Maths I Should Understand Better
As a maths teacher, I can comfortably do a GCSE maths paper getting close to full marks (odd mistake perhaps) without really trying. This probably comes as no surprise. However, there are some parts of the maths that I actually don’t fully understand or don’t know why they work. Here are some of the ones I’d like a better understanding of:1) When dividing fractions, why does flipping the second one over and multiplying instead work? I have a vague grasp of those being two ‘inverse’ type operations but is that all there is to it? Is there a nice visual representation of why that works? 2) Using a quadratic curve and plotting a linear graph to solve a second quadratic.

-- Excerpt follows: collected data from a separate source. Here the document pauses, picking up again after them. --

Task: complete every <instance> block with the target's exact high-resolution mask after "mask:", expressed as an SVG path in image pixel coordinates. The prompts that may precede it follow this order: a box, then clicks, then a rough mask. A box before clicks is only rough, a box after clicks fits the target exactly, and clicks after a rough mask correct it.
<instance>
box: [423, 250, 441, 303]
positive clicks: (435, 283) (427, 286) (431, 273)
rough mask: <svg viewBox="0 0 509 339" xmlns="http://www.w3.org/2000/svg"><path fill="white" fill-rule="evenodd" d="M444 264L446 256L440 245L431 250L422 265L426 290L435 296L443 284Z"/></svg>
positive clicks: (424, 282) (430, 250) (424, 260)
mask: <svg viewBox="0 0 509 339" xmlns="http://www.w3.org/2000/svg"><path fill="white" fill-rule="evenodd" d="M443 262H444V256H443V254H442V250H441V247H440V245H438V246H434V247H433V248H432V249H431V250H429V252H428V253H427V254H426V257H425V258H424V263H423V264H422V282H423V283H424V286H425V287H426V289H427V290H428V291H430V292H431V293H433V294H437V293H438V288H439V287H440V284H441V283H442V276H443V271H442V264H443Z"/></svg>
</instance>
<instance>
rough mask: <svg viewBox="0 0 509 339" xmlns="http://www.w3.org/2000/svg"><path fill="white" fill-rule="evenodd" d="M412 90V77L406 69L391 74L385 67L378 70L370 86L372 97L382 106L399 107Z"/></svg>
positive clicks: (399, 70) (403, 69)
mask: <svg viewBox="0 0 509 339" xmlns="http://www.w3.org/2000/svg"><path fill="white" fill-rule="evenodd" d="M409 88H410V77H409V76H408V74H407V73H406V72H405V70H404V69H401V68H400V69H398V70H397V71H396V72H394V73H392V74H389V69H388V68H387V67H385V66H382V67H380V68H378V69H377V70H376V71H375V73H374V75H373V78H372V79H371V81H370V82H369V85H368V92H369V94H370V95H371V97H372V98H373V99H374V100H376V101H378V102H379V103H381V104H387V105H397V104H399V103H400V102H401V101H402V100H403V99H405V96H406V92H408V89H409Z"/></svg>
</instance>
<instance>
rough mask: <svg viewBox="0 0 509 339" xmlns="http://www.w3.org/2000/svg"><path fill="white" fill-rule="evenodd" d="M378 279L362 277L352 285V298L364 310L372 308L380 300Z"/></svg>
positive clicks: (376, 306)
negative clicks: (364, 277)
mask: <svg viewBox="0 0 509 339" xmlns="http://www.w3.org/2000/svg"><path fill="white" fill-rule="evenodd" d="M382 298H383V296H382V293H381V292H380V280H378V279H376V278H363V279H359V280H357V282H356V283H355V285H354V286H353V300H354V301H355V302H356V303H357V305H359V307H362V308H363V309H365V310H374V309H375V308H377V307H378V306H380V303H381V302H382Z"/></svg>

I don’t fully get why finding the ‘difference’ between the two quadratics and plotting that line means that the intersection of the line with the original quadratic gives the solutions. 3) In Statistics, for the standard deviation (Chi-squared for that matter) why do we square the terms? I understand the need to remove the negative signs but wouldn’t modulus do it? 4) Do trapeziums have to have exactly one pair of parallel lines? Why shouldn’t a rectangle count? Why does this shape appear to have some ambiguity in its definition? Who would be the person/group of people to have a definitive answer? 5) Perhaps not GCSE as such but is there any reason why 0 can’t be even? Or positive?
Am I alone in wondering these things (and think it’s important to wonder)?
Are there parts of GCSE maths that you teach methods for but don’t really get yourself? Do share – you’re amongst friends here!